I think you will find that whatever your personal adventure may be, whatever your quest is all about,
the most challenging part won't be mental or physical. It will be spiritual.  Your adventure may leave your muscles sore and your belly empty.  It may keep you up late into the night, studying or thinking hard to solve, important problems.  It may take you to distant deserts, faraway jungles, exotic cities.  It may take you into the outer space beyond the sky or to the inner space of the atom.  But the biggest adventure, the toughest challenge, the hardest yet happiest quest of all will be the one you meet in your own soul.  Can you prevail over your fear of death, or even your fear of failure?  Can you resist the temptation to return the anger of others with your own anger? Can you act with kindness even when people say bad things to you and treat you poorly?  Can you keep a joyful spirit in a tough world?  Can you tell the difference between having good self-esteem and having an attitude of superiority over others?  Will you learn to know the ways of your soul, so that you can restrain your unhelpful impulses and release your positive ones?

The hardest, and I think the best, part of your quest will be to take on the challenge that Jesus laid
before us all in the 5th-7th chapters of the gospel of Matthew in the Bible -- words we call the Sermon on the Mount: to love even your enemies, to store up treasures in heaven (to invest in your spiritual
growth), to let go of worry, to serve others, to pray whole-heartedly, to pay more attention to inner
realities than to outer appearances.  You will have your own personal path to follow, your own adventure - but I predict that the toughest and best things you will do on your quest will be to do the hard and beautiful things that Jesus listed in those chapters.

The great teachers of the other religions of the world gave similar roadmaps through the realm of the soul.

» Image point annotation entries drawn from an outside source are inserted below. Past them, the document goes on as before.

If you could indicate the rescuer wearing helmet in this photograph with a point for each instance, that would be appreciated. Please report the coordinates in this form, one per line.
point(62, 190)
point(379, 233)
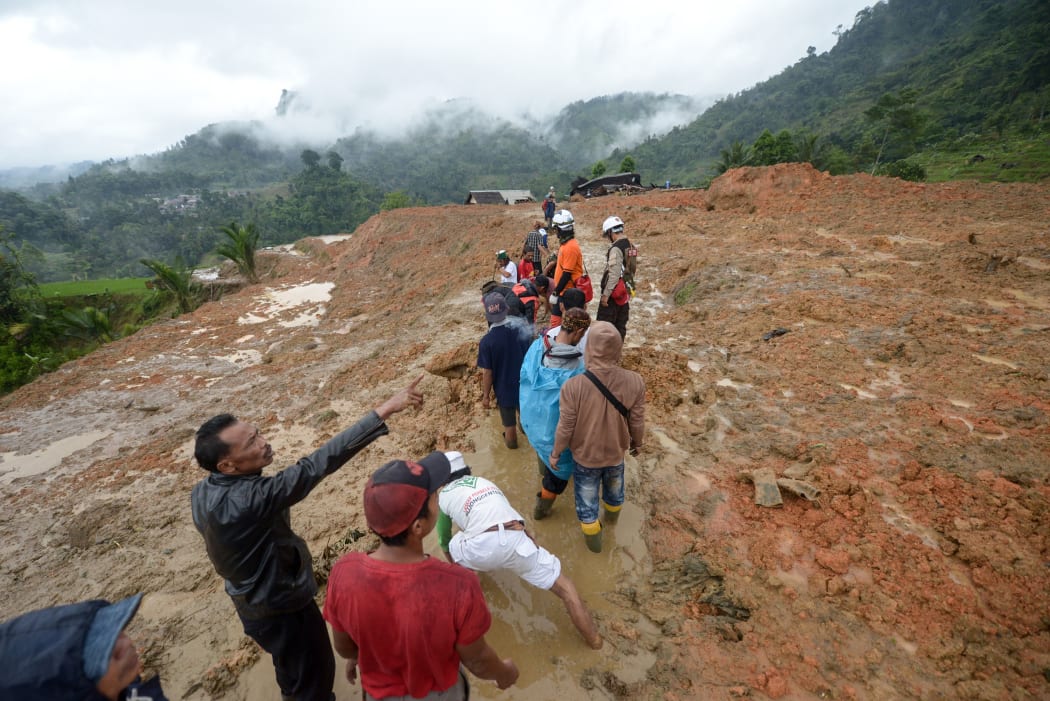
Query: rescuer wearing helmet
point(615, 303)
point(570, 262)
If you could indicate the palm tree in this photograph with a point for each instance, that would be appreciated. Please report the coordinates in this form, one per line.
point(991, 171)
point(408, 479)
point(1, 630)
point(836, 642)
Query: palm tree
point(737, 154)
point(89, 324)
point(240, 248)
point(176, 279)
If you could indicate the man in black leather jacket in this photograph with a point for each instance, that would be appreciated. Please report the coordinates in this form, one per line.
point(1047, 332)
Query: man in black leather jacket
point(244, 517)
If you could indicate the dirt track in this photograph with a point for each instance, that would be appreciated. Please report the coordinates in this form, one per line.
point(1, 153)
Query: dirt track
point(911, 388)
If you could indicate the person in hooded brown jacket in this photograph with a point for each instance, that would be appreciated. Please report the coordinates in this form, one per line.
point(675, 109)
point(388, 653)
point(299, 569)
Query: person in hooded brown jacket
point(603, 415)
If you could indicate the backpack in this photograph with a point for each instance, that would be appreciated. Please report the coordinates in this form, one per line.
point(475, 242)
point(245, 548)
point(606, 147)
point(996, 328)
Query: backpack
point(630, 262)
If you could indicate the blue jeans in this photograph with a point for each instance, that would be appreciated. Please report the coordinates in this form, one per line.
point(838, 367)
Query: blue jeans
point(587, 482)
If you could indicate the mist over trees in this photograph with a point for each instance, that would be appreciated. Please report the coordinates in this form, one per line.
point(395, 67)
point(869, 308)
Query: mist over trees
point(908, 77)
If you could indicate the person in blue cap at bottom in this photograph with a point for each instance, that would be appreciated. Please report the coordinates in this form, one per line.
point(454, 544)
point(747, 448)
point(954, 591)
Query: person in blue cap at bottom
point(78, 652)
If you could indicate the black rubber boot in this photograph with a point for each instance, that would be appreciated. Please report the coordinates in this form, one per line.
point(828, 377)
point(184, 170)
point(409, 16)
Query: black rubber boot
point(543, 507)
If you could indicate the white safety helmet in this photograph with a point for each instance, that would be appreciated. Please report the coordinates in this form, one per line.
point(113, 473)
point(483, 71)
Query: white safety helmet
point(611, 226)
point(563, 219)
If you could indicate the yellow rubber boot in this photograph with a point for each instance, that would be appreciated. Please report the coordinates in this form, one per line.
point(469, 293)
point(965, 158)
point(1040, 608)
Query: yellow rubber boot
point(592, 535)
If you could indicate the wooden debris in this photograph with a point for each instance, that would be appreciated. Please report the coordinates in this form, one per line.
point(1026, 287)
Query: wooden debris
point(767, 492)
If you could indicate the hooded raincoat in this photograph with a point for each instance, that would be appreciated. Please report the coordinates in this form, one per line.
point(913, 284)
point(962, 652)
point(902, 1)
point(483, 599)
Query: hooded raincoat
point(590, 426)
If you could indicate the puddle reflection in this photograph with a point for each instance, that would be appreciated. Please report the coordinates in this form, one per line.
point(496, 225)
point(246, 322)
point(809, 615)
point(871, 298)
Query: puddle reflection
point(531, 625)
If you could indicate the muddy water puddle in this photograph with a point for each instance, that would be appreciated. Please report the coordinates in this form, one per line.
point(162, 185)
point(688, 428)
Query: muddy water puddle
point(530, 625)
point(14, 465)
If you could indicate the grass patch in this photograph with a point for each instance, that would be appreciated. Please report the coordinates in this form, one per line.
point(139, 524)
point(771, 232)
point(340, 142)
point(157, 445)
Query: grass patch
point(685, 294)
point(1012, 158)
point(135, 285)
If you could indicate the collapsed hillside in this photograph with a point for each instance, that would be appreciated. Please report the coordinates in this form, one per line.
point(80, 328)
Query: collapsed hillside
point(886, 343)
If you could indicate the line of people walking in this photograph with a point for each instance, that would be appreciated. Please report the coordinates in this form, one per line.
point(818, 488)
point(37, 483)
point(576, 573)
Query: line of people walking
point(406, 624)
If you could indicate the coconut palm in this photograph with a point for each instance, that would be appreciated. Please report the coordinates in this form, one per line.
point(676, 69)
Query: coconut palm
point(176, 279)
point(240, 248)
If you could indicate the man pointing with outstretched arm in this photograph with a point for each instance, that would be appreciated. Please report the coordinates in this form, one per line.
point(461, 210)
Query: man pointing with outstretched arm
point(246, 523)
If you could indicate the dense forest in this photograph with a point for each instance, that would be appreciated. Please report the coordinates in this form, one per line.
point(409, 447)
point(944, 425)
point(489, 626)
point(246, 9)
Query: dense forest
point(908, 79)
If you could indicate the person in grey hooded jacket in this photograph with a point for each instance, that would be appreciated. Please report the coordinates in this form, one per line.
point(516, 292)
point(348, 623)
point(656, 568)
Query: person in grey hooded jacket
point(245, 519)
point(77, 652)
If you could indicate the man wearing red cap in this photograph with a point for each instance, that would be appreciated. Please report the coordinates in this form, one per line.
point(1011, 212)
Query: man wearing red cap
point(406, 619)
point(245, 518)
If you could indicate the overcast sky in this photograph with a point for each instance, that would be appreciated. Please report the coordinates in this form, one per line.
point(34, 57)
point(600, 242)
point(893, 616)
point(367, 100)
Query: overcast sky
point(99, 79)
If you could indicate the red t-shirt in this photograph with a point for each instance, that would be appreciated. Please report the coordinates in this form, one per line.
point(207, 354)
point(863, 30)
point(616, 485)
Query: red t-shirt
point(406, 620)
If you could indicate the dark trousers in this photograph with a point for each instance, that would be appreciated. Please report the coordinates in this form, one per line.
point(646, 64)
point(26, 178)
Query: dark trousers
point(616, 315)
point(301, 652)
point(552, 483)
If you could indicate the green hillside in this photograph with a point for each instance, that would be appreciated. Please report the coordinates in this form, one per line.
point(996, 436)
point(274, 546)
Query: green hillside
point(973, 67)
point(916, 88)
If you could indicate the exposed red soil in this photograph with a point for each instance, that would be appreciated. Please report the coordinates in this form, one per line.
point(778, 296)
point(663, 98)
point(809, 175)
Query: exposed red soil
point(911, 388)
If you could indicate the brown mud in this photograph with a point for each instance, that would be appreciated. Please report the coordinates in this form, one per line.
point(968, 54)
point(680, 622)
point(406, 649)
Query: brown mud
point(911, 388)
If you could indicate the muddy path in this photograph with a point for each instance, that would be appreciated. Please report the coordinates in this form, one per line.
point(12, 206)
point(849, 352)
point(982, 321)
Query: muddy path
point(907, 380)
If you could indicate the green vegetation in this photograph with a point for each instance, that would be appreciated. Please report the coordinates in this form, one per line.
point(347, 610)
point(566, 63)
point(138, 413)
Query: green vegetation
point(910, 76)
point(685, 294)
point(240, 249)
point(398, 199)
point(133, 285)
point(177, 281)
point(988, 157)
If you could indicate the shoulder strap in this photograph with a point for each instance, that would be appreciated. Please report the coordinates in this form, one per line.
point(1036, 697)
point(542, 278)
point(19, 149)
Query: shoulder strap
point(624, 411)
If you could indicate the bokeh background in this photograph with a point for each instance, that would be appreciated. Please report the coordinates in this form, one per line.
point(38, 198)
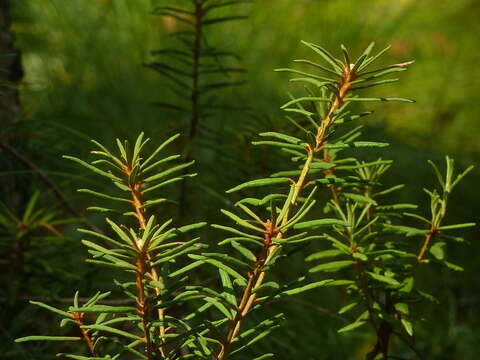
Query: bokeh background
point(85, 76)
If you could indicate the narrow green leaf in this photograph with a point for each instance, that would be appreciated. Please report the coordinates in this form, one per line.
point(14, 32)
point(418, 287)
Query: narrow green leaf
point(48, 338)
point(324, 254)
point(359, 198)
point(319, 223)
point(307, 287)
point(332, 266)
point(287, 138)
point(457, 226)
point(383, 278)
point(259, 182)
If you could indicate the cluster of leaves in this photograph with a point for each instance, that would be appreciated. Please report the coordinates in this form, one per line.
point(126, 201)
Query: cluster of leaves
point(26, 244)
point(369, 251)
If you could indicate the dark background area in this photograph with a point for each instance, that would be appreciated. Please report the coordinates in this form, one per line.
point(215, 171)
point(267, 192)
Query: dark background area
point(85, 76)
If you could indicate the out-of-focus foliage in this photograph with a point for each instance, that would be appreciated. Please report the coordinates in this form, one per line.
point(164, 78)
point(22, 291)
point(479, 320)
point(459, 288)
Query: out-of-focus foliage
point(102, 51)
point(85, 76)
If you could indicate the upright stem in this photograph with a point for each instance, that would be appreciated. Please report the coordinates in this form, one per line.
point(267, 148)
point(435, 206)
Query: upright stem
point(257, 276)
point(87, 338)
point(143, 269)
point(197, 49)
point(194, 98)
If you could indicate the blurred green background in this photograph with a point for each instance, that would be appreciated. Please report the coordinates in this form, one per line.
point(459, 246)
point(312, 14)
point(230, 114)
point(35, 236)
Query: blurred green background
point(85, 76)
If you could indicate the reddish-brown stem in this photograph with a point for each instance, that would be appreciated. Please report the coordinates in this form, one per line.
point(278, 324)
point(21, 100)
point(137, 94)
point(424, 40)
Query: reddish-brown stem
point(428, 240)
point(143, 270)
point(194, 101)
point(87, 338)
point(256, 277)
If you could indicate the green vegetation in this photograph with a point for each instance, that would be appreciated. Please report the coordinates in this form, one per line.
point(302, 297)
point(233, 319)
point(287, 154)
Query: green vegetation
point(320, 249)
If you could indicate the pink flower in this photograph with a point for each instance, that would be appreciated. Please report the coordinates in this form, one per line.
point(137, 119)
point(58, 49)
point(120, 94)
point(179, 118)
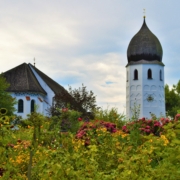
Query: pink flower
point(64, 109)
point(79, 119)
point(124, 128)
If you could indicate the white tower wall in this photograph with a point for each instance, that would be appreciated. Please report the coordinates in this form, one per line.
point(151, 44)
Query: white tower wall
point(144, 92)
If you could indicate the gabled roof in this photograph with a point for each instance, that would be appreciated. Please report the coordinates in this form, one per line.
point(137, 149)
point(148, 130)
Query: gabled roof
point(55, 87)
point(22, 79)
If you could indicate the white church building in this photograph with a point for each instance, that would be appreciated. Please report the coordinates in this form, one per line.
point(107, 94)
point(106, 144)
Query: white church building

Religion offers a way to see and interpret the signs of the soul.  Christianity has been a very helpful tool for me in finding my way through my own adventure, a quest that led me to become a minister, work with homeless people on the streets for many years-- through marriage and painful divorce and remarriage, through the joys and tough times of parenting.  Through the hard work of studying and writing and organizing.  It took me through Russia, through Mexico -- it took me through even more amazing places in my own neighborhood!  But the greatest parts of my adventure have been those times when God gave me the strength do do what Jesus talked about in his Sermon on the Mount... the spiritual achievements are the ones that matter the most.  And from my spiritual failures I have learned the most, as well. From my spiritual struggles have come all the ways that I have been most useful to other people.  It is hard to climb the highest earthly mountain, through snowdrifts and wind, in breathtaking altitude.  Higher yet is the mountain of the soul, which Jesus invited us to climb in his Sermon on the Mount.

 I invite you, then, to find and take up your quest. The rest of your church community has so much to learn from who you are and what you will do.  You will be our hero as you take on the hard but excellent task that is meant only for you, and follow it as it leads you through the rugged range of your soul.